By Peter H. Hassrick
Endnotes
- “Phimister Proctor Is a True Natural Sculptor,” Sunday Inter Ocean (January 1, 1893).
- “To Fame in a Year,” Rocky Mountain News (October 15, 1893). This is probably the same plaster that Proctor had exhibited in New York that spring. See Fourteenth Exhibition of the Society of American Artists (New York: Society of American Artists, 1892), no. 172.
- “To Fame in a Year.” The model is presumed lost.
- The exception was the Panther. See, Sixteenth Annual Exhibition of the Society of American Artists (New York: Society of American Artists, 1894), no. 313. He had exhibited three animal sculptures at the Chicago World’s Fair in 1893, but not a Fawn. See World’s Columbian Exposition, 1893, Official Catalogue: Fine Arts (Chicago: W. B. Gonkey Company, 1893), nos. 100a – 100c.
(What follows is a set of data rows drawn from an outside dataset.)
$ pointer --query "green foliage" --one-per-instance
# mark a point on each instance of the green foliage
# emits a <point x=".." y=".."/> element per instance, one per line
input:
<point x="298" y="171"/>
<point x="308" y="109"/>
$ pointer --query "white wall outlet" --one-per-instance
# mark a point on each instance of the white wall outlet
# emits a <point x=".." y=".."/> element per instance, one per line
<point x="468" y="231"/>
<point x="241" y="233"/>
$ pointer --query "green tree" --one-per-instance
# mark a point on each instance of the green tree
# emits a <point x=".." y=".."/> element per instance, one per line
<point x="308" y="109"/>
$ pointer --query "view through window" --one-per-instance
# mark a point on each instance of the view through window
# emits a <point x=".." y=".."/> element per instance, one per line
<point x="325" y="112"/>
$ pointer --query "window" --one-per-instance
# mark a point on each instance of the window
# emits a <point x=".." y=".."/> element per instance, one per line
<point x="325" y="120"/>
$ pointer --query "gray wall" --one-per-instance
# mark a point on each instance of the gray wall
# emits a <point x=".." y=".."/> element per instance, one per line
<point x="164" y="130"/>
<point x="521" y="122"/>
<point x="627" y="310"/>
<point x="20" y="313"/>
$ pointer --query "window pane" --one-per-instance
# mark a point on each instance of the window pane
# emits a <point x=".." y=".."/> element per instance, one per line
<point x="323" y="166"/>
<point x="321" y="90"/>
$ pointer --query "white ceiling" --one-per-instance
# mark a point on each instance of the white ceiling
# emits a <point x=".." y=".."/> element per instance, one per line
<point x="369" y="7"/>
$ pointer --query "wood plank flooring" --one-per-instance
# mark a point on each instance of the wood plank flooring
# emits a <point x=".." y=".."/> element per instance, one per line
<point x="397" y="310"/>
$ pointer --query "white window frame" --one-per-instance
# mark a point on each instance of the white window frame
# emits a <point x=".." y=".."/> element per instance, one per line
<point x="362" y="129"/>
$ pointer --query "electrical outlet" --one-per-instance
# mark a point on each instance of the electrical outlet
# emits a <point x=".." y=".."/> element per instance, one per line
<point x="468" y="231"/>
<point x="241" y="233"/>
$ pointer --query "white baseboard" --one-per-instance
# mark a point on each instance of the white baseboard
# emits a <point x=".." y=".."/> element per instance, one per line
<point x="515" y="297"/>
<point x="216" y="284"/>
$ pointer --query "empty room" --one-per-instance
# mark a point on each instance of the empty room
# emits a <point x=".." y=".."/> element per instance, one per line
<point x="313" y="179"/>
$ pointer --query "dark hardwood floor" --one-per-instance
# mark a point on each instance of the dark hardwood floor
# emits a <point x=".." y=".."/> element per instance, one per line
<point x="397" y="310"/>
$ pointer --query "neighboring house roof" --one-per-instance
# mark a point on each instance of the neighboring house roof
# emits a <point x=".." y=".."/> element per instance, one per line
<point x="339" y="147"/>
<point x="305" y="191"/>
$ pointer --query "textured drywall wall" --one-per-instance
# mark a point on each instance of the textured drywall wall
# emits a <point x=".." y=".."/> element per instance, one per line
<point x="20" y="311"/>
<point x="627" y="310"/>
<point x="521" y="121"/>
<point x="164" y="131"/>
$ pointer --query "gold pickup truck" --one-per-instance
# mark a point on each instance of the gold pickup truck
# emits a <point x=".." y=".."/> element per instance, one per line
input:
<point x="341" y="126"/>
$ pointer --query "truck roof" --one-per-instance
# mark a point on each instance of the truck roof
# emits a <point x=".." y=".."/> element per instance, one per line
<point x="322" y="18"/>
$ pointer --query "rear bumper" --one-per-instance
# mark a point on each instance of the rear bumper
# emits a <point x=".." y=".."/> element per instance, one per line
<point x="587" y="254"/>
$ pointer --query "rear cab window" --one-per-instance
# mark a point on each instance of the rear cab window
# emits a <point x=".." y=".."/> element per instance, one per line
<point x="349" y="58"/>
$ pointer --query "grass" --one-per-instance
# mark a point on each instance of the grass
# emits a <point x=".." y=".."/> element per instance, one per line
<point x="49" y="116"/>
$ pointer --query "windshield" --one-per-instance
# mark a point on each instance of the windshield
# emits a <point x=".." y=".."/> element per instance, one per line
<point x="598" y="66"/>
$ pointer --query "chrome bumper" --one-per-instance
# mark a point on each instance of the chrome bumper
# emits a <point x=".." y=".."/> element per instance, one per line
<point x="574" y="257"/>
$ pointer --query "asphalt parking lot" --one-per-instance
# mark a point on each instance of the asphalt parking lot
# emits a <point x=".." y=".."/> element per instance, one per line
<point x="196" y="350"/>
- Official Illustrated Catalogue: Fine Arts Exhibit, United States of America, Paris Exposition of 1900 (Boston: Noyes, Platt & Company, 1900), nos. 43 – 50.
- Pan-American Exposition: Catalogue of the Exhibition of Fine Arts (Buffalo: n.p., 1901), no. 1638.
- Official Catalogue of the Department of Fine Arts, Panama-Pacific International Exposition (San Francisco: Wahlgreen Company, 1915), no. 3531.
- See Catalogue of Contemporary American Sculpture (Buffalo: Buffalo Fine Arts Academy, 1916), no. 616; and Catalogue of the Twenty-Ninth Annual Exhibition of American Oil Paintings and Sculpture (Chicago: Art Institute of Chicago, 1916), no. 871.
- Small Bronzes by A. Phimister Proctor (Chicago: Art Institute of Chicago, 1916), nos. 11 and 22.
- I am grateful to Adam Duncan Harris of the National Museum of Wildlife Art in Jackson, Wyoming, for bringing this connection to my attention.